Le Liban est un petit pays et pourtant un véritable concentré de toutes les tensions du monde, avec des frontières invisibles à travers Beyrouth et le pays, des moments de folie pendant lesquels le pays s’arrête et tremble de peur, et d’autres où il est merveilleux de vivre et de profiter du soleil et de ses fruits, des habitants d’une générosité sans égal malgré qu’une certaine portion de la population soit encore bloquée dans des schémas d’allégeance issus de la guerre civile. Ce fut pour moi une expérience très étrange de vivre là-bas car pour la génération de mes parents et de mes grands-parents, Beyrouth était synonyme de guerre et de terreur, alors que pour moi, j’avais souvent moins peur pour mes enfants dans les rues de cette ville qu’à Londres ou à Paris.

Pour Madagascar, le contexte géopolitique est complètement différent. Si le Liban est en quelque sorte de carrefour des peuples au centre du monde (car cette partie du monde est le centre du monde pour une grande partie de l’Humanité), Madagascar est un pays oublié, discret, en périphérie du monde, une île perdue.
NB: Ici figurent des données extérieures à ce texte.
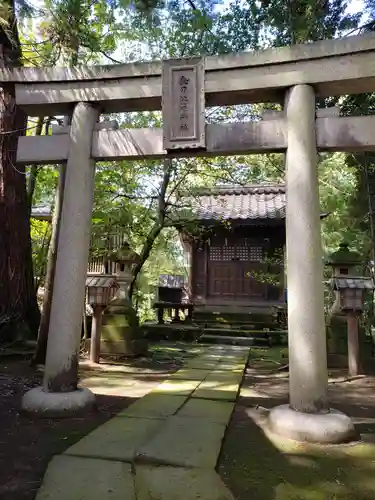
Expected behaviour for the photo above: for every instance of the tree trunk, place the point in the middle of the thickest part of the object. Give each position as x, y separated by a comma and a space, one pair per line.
19, 312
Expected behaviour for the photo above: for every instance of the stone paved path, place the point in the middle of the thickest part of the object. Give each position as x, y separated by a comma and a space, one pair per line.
165, 446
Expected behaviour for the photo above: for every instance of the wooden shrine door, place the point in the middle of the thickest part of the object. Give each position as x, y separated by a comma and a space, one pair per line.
236, 271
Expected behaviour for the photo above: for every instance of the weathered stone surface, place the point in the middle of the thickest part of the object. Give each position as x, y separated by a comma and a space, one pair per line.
333, 67
169, 483
324, 428
308, 379
74, 478
217, 390
227, 376
212, 411
117, 439
201, 364
190, 374
177, 387
154, 405
184, 442
60, 373
57, 404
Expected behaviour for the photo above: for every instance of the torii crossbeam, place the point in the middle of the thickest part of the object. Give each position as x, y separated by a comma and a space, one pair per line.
290, 75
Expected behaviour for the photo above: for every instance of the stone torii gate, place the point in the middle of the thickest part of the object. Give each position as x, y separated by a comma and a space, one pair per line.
293, 75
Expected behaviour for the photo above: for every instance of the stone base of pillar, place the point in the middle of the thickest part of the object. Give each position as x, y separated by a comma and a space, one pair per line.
57, 404
323, 428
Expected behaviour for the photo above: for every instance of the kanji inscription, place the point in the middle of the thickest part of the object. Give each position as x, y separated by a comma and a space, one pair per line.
183, 104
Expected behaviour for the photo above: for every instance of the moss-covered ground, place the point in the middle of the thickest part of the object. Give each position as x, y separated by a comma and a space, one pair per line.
256, 465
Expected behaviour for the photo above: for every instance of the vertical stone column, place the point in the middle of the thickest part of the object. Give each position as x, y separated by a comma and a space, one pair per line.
59, 393
307, 417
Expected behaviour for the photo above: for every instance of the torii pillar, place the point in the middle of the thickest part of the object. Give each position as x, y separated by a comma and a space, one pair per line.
60, 395
307, 417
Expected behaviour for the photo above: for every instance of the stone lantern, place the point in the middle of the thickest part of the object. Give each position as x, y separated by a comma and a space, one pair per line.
351, 292
121, 333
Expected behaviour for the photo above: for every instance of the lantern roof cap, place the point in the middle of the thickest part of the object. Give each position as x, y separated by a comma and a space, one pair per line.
344, 256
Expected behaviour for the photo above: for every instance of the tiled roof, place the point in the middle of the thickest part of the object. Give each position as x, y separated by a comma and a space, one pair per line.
245, 202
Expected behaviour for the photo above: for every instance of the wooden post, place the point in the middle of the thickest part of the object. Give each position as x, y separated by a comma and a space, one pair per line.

Nous, français, connaissons un peu ce pays pour des raisons historiques, mais la majorité de la population mondiale ignore jusqu’à son existence. S’il existe une grande misère dans certains quartiers de Beyrouth, à Madagascar, la misère (telle que nous, occidentaux, l’imaginons) est omniprésente, tout comme la beauté d’ailleurs, car c’est un pays sublime. C’est un autre pays extra-ordinaire, mais en passe d’être pillé par l’extérieur, car sur l’échiquier mondial, il n’a aucun poids.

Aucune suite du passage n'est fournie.